# These templates have been reviewed by the debian-l10n-english
# team
#
# If modifications/additions/rewording are needed, please ask
# debian-l10n-english@lists.debian.org for advice.
#
# Even minor modifications require translation updates and such
# changes should be coordinated with translators and reviewers.

Template: openvpn/create_tun
Type: boolean
Default: false
_Description: Create the TUN/TAP device?
 If you choose this option, the /dev/net/tun device
 needed by OpenVPN will be created.
 .
 You should not choose this option if you're using devfs.

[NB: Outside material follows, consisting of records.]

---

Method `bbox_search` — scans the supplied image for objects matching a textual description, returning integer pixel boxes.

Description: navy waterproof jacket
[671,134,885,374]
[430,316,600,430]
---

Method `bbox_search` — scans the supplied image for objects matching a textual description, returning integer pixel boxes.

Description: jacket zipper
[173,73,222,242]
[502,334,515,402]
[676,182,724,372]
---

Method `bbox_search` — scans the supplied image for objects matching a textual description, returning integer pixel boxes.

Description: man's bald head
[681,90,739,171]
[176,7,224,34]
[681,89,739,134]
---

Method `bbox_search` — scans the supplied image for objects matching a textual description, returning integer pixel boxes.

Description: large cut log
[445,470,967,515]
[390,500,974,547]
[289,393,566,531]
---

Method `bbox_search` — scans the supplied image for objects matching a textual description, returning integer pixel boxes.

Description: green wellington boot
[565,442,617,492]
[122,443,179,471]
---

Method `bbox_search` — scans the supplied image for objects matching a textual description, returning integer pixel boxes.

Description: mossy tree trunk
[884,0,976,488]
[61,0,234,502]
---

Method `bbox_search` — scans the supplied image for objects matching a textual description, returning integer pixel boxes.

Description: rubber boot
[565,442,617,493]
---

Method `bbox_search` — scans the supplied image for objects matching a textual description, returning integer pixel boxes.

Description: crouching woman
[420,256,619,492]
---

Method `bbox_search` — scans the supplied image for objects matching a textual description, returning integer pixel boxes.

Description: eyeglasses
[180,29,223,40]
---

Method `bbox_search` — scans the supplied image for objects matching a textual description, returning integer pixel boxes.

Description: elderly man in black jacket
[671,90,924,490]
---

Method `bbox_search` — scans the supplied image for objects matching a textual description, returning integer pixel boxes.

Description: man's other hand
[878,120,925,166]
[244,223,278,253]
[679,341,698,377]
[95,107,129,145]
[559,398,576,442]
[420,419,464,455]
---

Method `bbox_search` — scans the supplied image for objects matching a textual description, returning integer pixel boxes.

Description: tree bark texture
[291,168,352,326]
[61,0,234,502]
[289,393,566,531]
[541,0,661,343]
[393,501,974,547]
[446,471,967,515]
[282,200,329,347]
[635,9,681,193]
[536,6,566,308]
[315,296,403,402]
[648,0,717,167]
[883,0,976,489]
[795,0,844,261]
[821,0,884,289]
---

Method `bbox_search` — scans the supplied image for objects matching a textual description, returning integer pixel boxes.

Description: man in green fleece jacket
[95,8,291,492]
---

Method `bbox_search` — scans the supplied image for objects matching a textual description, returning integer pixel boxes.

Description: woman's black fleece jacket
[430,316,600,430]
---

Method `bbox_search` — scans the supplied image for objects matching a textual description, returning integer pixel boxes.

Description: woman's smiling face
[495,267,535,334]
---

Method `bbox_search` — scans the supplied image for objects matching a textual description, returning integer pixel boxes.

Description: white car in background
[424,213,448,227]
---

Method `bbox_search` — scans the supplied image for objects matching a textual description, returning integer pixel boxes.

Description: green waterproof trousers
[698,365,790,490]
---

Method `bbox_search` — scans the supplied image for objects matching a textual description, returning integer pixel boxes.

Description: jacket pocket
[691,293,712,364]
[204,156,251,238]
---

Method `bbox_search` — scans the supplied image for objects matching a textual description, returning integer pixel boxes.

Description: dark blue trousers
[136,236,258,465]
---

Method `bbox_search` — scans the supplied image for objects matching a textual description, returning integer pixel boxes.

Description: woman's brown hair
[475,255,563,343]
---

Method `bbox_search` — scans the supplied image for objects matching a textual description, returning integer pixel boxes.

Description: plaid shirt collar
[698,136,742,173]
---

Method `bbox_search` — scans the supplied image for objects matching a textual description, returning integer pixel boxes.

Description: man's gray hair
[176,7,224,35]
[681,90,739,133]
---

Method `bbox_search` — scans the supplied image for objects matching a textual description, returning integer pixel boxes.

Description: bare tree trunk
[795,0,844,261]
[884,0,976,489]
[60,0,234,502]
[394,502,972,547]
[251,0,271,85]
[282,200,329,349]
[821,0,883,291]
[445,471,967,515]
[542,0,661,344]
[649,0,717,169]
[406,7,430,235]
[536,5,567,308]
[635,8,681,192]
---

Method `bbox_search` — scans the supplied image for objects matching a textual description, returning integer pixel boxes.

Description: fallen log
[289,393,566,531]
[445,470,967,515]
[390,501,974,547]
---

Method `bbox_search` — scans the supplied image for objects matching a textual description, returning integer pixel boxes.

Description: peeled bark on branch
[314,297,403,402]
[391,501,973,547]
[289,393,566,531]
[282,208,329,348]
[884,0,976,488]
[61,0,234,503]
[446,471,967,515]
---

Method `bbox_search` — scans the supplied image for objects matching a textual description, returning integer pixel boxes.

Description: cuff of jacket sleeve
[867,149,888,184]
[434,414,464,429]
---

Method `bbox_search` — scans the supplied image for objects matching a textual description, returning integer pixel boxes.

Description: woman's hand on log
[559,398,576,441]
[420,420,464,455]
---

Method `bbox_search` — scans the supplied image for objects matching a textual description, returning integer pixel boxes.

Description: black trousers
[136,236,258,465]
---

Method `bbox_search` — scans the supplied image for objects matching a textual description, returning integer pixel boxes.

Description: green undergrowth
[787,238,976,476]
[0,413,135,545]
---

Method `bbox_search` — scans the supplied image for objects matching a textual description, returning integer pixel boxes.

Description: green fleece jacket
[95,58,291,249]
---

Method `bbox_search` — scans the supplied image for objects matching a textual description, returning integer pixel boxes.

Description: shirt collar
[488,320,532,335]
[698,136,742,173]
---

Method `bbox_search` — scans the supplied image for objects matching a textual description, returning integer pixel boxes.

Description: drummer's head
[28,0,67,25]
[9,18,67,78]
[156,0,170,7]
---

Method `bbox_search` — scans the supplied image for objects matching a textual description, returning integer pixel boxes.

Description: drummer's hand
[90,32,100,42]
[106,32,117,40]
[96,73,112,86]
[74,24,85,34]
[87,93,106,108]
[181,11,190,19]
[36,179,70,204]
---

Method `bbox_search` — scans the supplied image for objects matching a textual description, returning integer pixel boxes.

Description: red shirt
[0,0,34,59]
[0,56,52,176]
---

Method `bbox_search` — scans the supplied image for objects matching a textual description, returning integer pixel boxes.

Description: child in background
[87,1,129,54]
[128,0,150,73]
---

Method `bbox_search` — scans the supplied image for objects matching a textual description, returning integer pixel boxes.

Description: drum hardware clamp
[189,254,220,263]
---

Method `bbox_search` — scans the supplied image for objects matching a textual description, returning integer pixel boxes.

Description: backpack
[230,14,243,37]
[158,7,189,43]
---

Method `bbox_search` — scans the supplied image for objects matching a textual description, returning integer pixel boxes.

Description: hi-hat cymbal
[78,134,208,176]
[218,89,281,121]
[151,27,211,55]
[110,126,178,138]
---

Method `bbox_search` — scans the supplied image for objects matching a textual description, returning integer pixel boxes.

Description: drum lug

Template: openvpn/vulnerable_prng
Type: note
_Description: Vulnerable random number generator
 A weakness has been discovered in the random number generator used by OpenSSL
 on Ubuntu and Debian systems.  As a result of this weakness, certain
 encryption keys are generated much more frequently than they should be, such
 that an attacker could guess the key through a brute-force attack given minimal
 knowledge of the system.
 .
 Any keys created on a vulnerable system may be affected by this problem. The
 'openssl-vulnkey' command may be used as a partial test for RSA keys with
 certain bit sizes, and the 'openvpn-vulnkey' for OpenVPN shared secret keys.
 Users are urged to verify their keys or simply regenerate any server or client
 certificates and keys in use on the system.